Oranges and Sunshine is the story of Margaret Humphreys (Emily Watson), a social worker from Nottingham, who one day is approached by a woman with an Australian accent, who claims too have been deported as a child with a lot of other children and was told her parents were dead, she says she doesn’t know who she is and just wants too find out. At first Margret doesn’t believe her and says no, but the next day, one of the people she helps, mentions that she has a brother who believes the same thing happened to him, Margret then agrees to help the woman with the Australian accent, but then discovers, that this happened to hundreds of children, many with parents that are still alive.

This is a true story in every sense of the word, this really did happen and Margaret Humphreys and her husband really did and still continue to help deported people find out who they are. don’t however think that this will be a true story Hollywooded up within an inch of its life, the heroin still is a real women, who looks like she has a high stress job, the husband Merv (Richard D’illane) is like a real husband, concerned but still wants her to be able to do this job and help in any way he can. Margaret isn’t how many hollywood actresses would play her, she cares, but doesn’t have time for everyone and in some scenes can be quite prickly with the people she doesn’t mean to be, it’s just the nature of her job.

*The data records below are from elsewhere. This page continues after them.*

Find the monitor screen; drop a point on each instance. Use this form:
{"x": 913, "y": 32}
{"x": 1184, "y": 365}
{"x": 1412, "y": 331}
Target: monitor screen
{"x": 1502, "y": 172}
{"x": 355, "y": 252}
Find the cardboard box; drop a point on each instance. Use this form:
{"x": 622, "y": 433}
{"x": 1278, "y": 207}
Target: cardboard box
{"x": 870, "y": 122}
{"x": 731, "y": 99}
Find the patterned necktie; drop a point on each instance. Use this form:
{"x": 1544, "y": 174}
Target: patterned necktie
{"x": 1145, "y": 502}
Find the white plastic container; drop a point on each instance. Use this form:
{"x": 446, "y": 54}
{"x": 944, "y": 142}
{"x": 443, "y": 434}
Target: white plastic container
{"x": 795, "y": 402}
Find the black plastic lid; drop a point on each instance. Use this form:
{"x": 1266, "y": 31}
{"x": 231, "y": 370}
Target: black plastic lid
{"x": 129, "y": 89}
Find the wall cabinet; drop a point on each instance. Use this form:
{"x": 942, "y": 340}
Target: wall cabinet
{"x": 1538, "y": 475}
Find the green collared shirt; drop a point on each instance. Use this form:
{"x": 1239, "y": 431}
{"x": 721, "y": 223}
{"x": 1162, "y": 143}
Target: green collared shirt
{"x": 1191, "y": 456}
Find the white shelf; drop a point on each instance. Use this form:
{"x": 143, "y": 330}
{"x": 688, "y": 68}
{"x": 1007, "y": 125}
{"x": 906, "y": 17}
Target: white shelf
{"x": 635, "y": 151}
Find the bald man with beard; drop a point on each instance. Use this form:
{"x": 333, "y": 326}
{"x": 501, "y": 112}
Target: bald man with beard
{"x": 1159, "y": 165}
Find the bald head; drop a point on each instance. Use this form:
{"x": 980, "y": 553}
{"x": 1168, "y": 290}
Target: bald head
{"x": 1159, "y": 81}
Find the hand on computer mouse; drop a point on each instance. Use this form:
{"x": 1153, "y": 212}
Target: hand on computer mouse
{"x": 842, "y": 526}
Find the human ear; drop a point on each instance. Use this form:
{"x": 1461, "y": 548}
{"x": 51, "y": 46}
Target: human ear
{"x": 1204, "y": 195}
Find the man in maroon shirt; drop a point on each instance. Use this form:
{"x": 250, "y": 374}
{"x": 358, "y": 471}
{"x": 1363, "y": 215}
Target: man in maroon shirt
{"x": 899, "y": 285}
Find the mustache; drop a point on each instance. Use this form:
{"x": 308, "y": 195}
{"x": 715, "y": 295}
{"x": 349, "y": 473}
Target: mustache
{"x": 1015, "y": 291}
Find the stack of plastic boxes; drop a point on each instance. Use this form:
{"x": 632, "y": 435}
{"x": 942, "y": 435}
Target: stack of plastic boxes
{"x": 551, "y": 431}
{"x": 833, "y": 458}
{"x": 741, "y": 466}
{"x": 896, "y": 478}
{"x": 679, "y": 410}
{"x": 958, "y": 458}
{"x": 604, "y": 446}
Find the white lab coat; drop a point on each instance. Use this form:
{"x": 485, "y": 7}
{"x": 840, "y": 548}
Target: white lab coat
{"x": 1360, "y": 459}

Part of this is down to the actors, but mostly it’s down to the director Jim Loach, who wanted to keep the film as real and as much like it really happened as possible, and he succeeds, for the most part. my criticisms are small but I can’t help but feel they do stick out, first of all it’s meant to be set in the 80s but you can never tell, second the ending is a bit abrupt, it isn’t really dark but it just stops, but the final, most awful thing is the child actors he got to play Margaret and Merv’s children, they are completely wooden and whenever they are on-screen it is like nails an a chalkboard.

This is a dark film and is certainly not for kids in fact some of it’s darkest moments, are actually scary and it deals with themes of child rape and slavery, no you don’t see it, but in some ways that makes it even more troubling, because it essentially forces you to imagine these things, but also imagine what our heroine is going through we only hear a few of these story’s, she must hear hundreds throughout the corse of the film.

I love this film because it’s one of the only, “based on a true story” films I can think of that you can actually believe, I recommend it, no it isn’t a film I could just casually flick on, but I think that makes it even more special, the best thing though is that it’s very, very british.

Rating 4/5 if you can make it through it, this is defiantly an experience worth having.